IIRC, AlderLake had several variants. And differences in having AVX512 or not within p- and e- cores could be fatal difference for apps which mandates AVX512 on build.The e-cores and p-cores are completely identical from a x86_64 application's point of view. If they were not, they could not be preempted while running on a p-core and rescheduled to continue running on an e-core, which isn't just what e-core/p-core unaware FreeBSD is having them do all the time, and all other operating systems were also doing when the AlderLake was released, it's also what the chip is designed to do: Most applications (threads) cause burst load every now and then become idle or do minor tasks waiting for more work to be provided to them, and the OS scheduler can analyze a machine specific register to acquire the information whether the CPU's microcode considers a thread worthy of being migrated to the other efficiency level or not, but processing this MSR is optional.

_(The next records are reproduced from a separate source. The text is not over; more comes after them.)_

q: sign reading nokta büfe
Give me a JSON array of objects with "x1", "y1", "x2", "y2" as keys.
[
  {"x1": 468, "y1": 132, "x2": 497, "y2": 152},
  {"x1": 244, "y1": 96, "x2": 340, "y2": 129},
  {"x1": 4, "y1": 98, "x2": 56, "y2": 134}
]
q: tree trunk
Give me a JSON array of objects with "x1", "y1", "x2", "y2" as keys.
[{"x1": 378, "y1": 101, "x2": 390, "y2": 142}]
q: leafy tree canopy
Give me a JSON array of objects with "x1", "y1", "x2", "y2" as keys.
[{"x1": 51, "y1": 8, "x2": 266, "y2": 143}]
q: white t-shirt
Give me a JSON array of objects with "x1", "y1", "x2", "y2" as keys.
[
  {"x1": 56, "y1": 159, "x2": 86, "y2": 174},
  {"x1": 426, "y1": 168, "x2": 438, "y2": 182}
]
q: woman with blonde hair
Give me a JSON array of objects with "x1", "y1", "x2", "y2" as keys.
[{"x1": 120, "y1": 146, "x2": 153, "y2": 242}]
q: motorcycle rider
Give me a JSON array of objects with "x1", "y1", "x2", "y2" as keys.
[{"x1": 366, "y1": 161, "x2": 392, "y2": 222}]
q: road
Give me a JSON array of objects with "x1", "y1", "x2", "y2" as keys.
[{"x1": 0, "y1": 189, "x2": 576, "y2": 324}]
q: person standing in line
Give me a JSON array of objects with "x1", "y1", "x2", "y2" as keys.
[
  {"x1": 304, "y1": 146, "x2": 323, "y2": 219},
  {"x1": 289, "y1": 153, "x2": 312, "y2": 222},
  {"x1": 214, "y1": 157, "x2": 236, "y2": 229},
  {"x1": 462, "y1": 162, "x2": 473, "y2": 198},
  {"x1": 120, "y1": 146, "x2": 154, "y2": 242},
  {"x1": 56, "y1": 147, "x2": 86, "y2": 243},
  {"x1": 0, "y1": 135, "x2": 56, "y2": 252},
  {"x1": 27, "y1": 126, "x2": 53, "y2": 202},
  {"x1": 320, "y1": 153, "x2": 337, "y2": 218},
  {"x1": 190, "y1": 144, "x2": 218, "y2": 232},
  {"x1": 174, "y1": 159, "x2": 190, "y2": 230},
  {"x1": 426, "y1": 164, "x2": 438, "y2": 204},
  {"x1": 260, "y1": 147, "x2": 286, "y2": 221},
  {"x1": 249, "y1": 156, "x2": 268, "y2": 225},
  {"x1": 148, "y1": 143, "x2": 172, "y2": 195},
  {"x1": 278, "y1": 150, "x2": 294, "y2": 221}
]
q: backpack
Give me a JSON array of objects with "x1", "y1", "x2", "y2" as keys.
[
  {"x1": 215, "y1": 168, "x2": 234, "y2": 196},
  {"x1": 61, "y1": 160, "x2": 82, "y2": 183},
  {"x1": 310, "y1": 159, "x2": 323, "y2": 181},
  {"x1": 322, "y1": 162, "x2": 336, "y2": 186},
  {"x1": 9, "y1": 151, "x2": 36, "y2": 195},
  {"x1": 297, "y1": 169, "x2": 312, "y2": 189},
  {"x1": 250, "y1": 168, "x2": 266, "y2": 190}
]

Where's the "Atom" coming from? Each of my Emerald Rapids' E-Cores outperforms a Skylake SP Core, and that's with AVX512 code, which Atoms don't support. According tho intel's slides, the main difference between the e-cores and the p-cores is the number of vector co-processors, where the e-cores have 1 and the p-cores have 3 co-processors. Which makes sense as the detection and distribution of out-of-band executable vector code to the available vector co-processors is done by the instruction pipeline optimizer, which is invisible to x86_64 applications, so x86_64 applications have no means to know how many co-processors are present or are being used, allowing for this number to change at runtime. Intel has also had trouble with the excessive power consumption and heat generation of their vector co-processors ever since they introduced AVX2, while most applications even now, i.e. a decade later, do not use AVX to all during their lifetime. So reducing the number of high AVX performance capable cores allows most applications to run at the same performance while selected applications can now run faster on a performance cores that has additional co-processors: All Xeon Silver 44xx/45xx have only p-cores, while the Gold 54xx/55xx/64xx/65xx have most cores being e-cores and most Golds have less p-cores then their Silver "competitors", but outside of microbenchmarking, the Golds outperform the Silvers in work/time, and even more so in work/watt, i.e. have better TCOO and efficiency.
So schedulers SHALL be 100% aware of the cores, strictly speaking.
But why FreeBSD base and apps not affected?
Simply because AVX512 is usually not enabled by default.
Note that if some apps that auto-detect allocated cores on its startup could crash if initially allocated p-cores (unpinned) but at some point moved to e-cores.